A OMS estima que campanhas de imunização evitam anualmente 2,5 milhões de mortes no mundo |
Eles não querem nem ouvir falar no assunto. Invocam o direito de escolha, citam casos trágicos dos quais tomaram conhecimento, criticam a indústria farmacêutica e acusam governos de se intrometerem na vida do cidadão. Para milhares de pais, a vacina é uma substância maléfica, associada a doenças e síndromes gravíssimas, como o autismo. Com as redes sociais, teorias conspiratórias contra as imunizações ganharam força — no Brasil, há diversos grupos que já se manifestam contrários à vacinação — e, aparentemente, nada do que se diga é capaz de convencê-los a proteger seus filhos contra males potencialmente incapacitantes e letais.

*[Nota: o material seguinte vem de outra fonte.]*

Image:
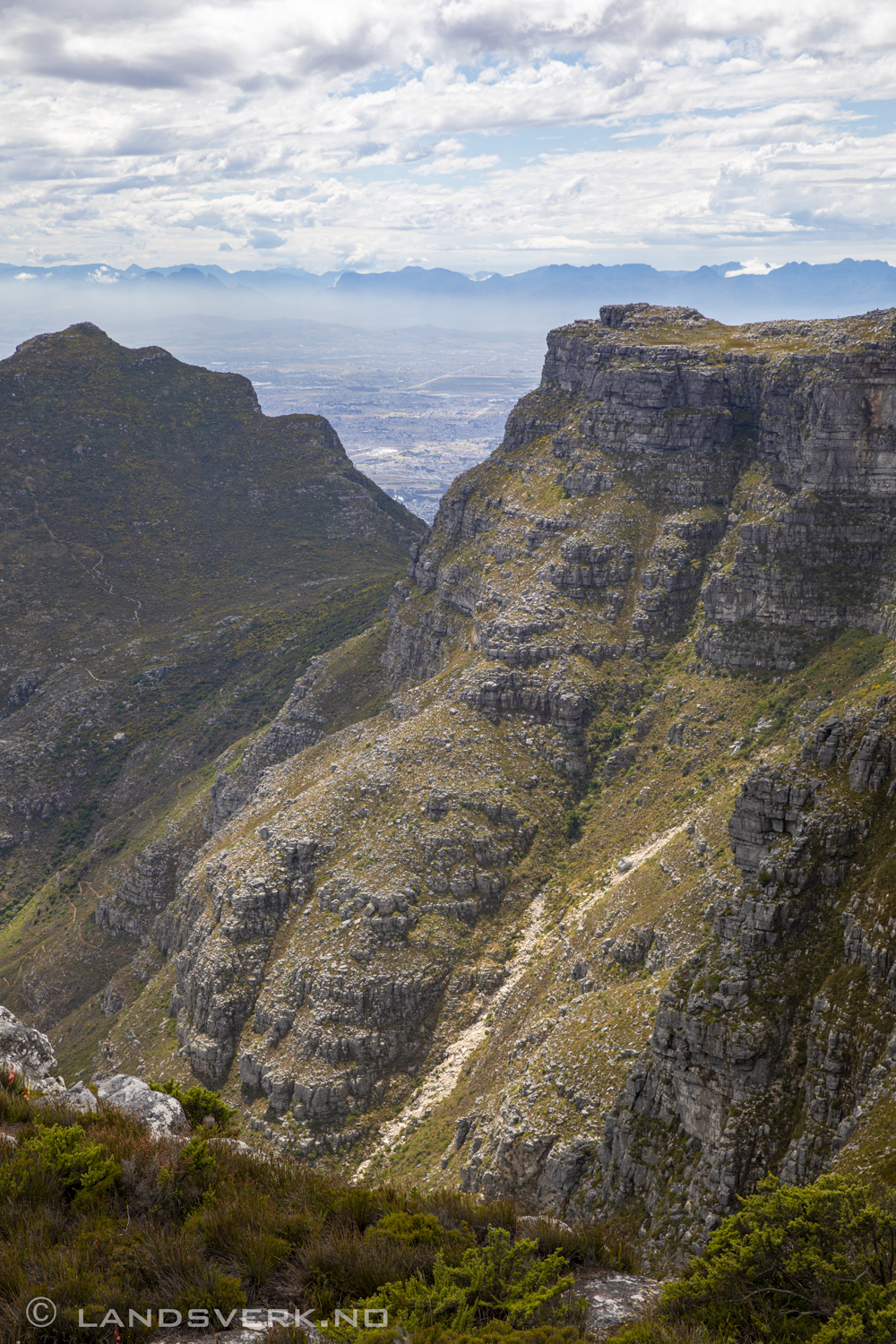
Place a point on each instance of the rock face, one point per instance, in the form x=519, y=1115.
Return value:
x=161, y=1115
x=676, y=500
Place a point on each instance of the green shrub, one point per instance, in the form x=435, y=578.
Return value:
x=410, y=1228
x=503, y=1279
x=199, y=1105
x=82, y=1169
x=794, y=1263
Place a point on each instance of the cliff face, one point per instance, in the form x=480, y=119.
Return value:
x=605, y=876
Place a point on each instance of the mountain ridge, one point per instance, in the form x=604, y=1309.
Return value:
x=633, y=757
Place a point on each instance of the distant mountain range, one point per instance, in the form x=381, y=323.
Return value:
x=726, y=290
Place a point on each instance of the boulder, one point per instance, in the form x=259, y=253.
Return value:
x=27, y=1051
x=161, y=1115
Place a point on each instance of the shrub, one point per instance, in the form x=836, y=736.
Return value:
x=794, y=1263
x=501, y=1279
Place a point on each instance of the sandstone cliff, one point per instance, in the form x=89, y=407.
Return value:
x=594, y=909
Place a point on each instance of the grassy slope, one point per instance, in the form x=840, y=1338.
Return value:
x=169, y=559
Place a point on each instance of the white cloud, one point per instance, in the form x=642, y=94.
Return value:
x=366, y=131
x=751, y=268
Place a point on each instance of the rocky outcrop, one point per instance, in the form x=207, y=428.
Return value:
x=27, y=1051
x=161, y=1115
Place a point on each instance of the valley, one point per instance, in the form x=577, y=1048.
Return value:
x=560, y=867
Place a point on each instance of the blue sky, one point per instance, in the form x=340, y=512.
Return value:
x=465, y=134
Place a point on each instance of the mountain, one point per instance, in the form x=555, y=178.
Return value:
x=169, y=558
x=591, y=906
x=413, y=293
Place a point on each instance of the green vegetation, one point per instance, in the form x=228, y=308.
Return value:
x=97, y=1214
x=201, y=1107
x=796, y=1263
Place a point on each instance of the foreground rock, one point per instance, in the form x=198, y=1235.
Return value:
x=27, y=1051
x=159, y=1113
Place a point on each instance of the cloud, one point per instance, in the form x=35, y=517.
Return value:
x=263, y=238
x=365, y=129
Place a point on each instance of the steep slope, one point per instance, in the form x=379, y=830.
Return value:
x=168, y=558
x=635, y=766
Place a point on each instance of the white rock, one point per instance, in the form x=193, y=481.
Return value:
x=29, y=1053
x=78, y=1098
x=160, y=1113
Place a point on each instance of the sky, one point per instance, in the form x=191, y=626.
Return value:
x=477, y=134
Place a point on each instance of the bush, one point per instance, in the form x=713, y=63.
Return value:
x=199, y=1105
x=82, y=1169
x=794, y=1263
x=503, y=1279
x=96, y=1210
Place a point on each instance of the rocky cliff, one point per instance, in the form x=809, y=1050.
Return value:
x=592, y=908
x=169, y=558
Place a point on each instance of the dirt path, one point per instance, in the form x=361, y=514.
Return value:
x=441, y=1082
x=635, y=857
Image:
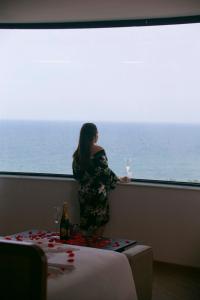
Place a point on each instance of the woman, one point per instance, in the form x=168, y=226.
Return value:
x=90, y=169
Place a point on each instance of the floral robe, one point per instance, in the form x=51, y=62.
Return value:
x=95, y=183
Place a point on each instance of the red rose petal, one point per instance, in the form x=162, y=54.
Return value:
x=69, y=251
x=71, y=254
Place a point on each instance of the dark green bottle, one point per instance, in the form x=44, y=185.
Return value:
x=64, y=223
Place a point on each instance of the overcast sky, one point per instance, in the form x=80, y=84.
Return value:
x=134, y=74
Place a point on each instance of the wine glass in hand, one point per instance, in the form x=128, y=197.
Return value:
x=129, y=172
x=56, y=218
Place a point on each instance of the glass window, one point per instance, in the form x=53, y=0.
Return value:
x=138, y=84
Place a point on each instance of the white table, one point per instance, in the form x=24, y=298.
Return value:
x=97, y=274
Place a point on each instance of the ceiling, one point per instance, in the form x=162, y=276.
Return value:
x=31, y=11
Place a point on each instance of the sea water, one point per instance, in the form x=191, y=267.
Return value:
x=156, y=151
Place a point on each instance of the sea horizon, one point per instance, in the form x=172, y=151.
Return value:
x=156, y=151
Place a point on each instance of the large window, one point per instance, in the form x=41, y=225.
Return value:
x=140, y=85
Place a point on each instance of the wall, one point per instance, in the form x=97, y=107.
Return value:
x=165, y=218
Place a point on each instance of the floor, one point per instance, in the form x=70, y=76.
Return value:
x=173, y=282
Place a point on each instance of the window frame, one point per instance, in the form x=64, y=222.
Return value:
x=102, y=24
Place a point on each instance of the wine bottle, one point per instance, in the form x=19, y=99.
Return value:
x=65, y=223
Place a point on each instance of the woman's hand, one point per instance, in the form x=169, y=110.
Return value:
x=124, y=179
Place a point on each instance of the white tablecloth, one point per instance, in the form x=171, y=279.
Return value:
x=97, y=275
x=83, y=273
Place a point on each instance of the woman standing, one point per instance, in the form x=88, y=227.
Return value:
x=96, y=179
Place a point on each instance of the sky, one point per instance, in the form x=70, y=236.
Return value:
x=138, y=74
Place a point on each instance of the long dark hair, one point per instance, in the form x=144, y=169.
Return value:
x=83, y=152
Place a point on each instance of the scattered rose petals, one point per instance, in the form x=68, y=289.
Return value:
x=71, y=254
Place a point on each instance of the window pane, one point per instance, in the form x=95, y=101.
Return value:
x=138, y=84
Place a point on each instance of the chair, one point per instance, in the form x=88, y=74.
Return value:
x=23, y=271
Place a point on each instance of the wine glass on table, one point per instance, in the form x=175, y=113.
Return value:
x=56, y=219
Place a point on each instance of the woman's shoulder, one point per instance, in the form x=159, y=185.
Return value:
x=97, y=150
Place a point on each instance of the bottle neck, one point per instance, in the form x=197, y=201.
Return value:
x=65, y=212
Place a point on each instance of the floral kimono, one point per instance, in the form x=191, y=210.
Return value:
x=95, y=183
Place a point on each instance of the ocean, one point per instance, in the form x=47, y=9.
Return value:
x=156, y=151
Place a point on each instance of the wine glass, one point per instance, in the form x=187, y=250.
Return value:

Embora sempre tenham havido vozes contrárias à imunização, mais recentemente elas ganharam força com a publicação de um artigo fraudulento, no fim da década de 1990, que associava a vacina a um risco aumentado de autismo. Uma investigação conduzida por um repórter da renomada revista The British Medical Journal (BMJ) descobriu, porém, que o autor manipulou os resultados e estava a serviço de um escritório de advocacia que queria ganhar dinheiro com pedidos de indenizações milionárias. Quando a farsa foi comprovada — e admitida —, era tarde. O autor perdeu o diploma de medicina, mas deixou um rastro de desconfiança sobre a importância da imunização em todo o mundo.
Agora, ao se debruçar sobre a recusa de vacinar as crianças, pesquisadores da Universidade de Illinois em Urbana-Champaign, nos Estados Unidos, constataram que dificilmente um cético se convencerá de que não existe qualquer respaldo científico nas campanhas antivacinação. Pelo contrário, essa afirmação só vai reforçar a crença equivocada, garantem, em um artigo publicado na revista Proceedings of the National Academy of Sciences (Pnas).
Em vez de apresentar os argumentos científicos, eles sugerem outra estratégia: mostrar, com palavras ou imagens, o motivo de as vacinas existirem. No estudo, os pesquisadores exploraram o ponto de vista de 315 participantes a respeito de diversos assuntos controversos, incluindo as atitudes em relação às vacinas e à intenção de imunizarem seus filhos.
Impacto
Os voluntários foram divididos aleatoriamente em três grupos: o primeiro recebeu material que contradizia os argumentos antivacina; o segundo leu o texto escrito por uma mãe sobre a infecção de sarampo sofrida pela filha, viu fotos de crianças com sarampo, caxumba e rubéola, e leu três curtos alertas sobre a importância de imunizar os pequenos; o terceiro, apenas de controle, recebeu um texto que não tinha qualquer relação com o assunto.
De acordo com o aluno de graduação da Universidade de Illinois que conduziu o estudo, Zachary Horne, a maior parte dos jovens pais que combatem as vacinas jamais havia se defrontado com um paciente real dessas doenças ao longo da vida, provavelmente devido à eficácia das imunizações. Depois de verem as consequências da não imunização, os participantes voltaram a responder a parte do questionário sobre suas atitudes em relação às vacinas, além de serem perguntados sobre o comportamento que tiveram no passado e a intenção de imunizar os filhos no futuro.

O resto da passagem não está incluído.